I have been trying to train the deep learning algorithm KNIME > Examples> 04 Analytics>14 deep learning> 02 keras > 04 cats and dogs>02 train simple CNN.

when I train the DL python network learner to train the classification layer
I get the following error

Im using a CPU and not a GPU

ERROR DL Python Network Learner 3:81 Execute failed: axes don’t match array
Traceback (most recent call last):
File “”, line 24, in
ValueError: axes don’t match array

Line 24 being
for img in input_table[‘Image’]:

I have tried using stackoverflow to troubleshoot to no end

Please do help out

Hi @AdarshGhost,

it seems to be related to the data you are using.
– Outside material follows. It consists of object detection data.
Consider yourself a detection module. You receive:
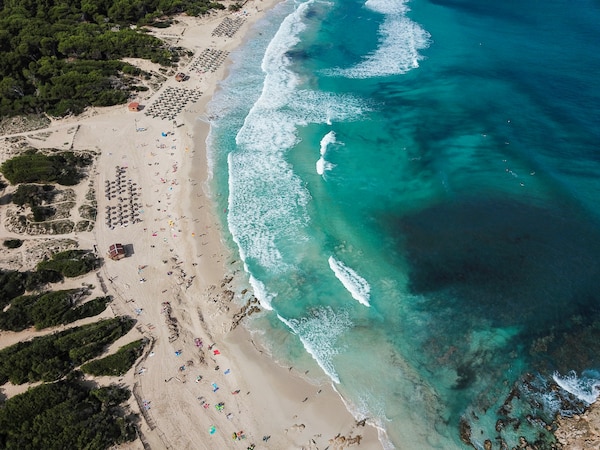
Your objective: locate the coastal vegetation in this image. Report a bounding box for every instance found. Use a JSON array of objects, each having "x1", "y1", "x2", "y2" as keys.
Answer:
[
  {"x1": 0, "y1": 150, "x2": 92, "y2": 185},
  {"x1": 0, "y1": 0, "x2": 224, "y2": 117},
  {"x1": 0, "y1": 317, "x2": 135, "y2": 384},
  {"x1": 0, "y1": 289, "x2": 111, "y2": 331},
  {"x1": 2, "y1": 239, "x2": 23, "y2": 248},
  {"x1": 81, "y1": 339, "x2": 146, "y2": 376},
  {"x1": 37, "y1": 250, "x2": 101, "y2": 278},
  {"x1": 0, "y1": 379, "x2": 136, "y2": 450}
]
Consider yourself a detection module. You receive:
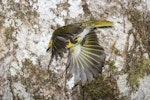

Is it the data used by the example workflow or your own data?
Anyway, if you are really only interested in training a deep learning network for classification, then there really is no need to look into Python any longer (unless you are interested in how setting up something like that in Python.
Check out this workflow for one way how to do it with KNIME nodes:
Behind the scenes our nodes also use Python (for the most part) but as a user you don’t have to bother with that anymore. Note that the workflow is actually slightly outdated as we now have nodes to freeze the weights of layers ( and select the output layers of a network (



Hey Adrain
It is my own images
The images were obtained from google search using specific terms and two image classification were used similar to cat and dog
I wonder how could I trouble shoot that problem

Ill definitely try out the other nodes too


If you want to fix the problem in the Python code, I’d first look at the shape of your images.
The code expects 2D color images where the color dimension is the first one. For example the shape could be [3, 500, 500] for a 500x500 color image.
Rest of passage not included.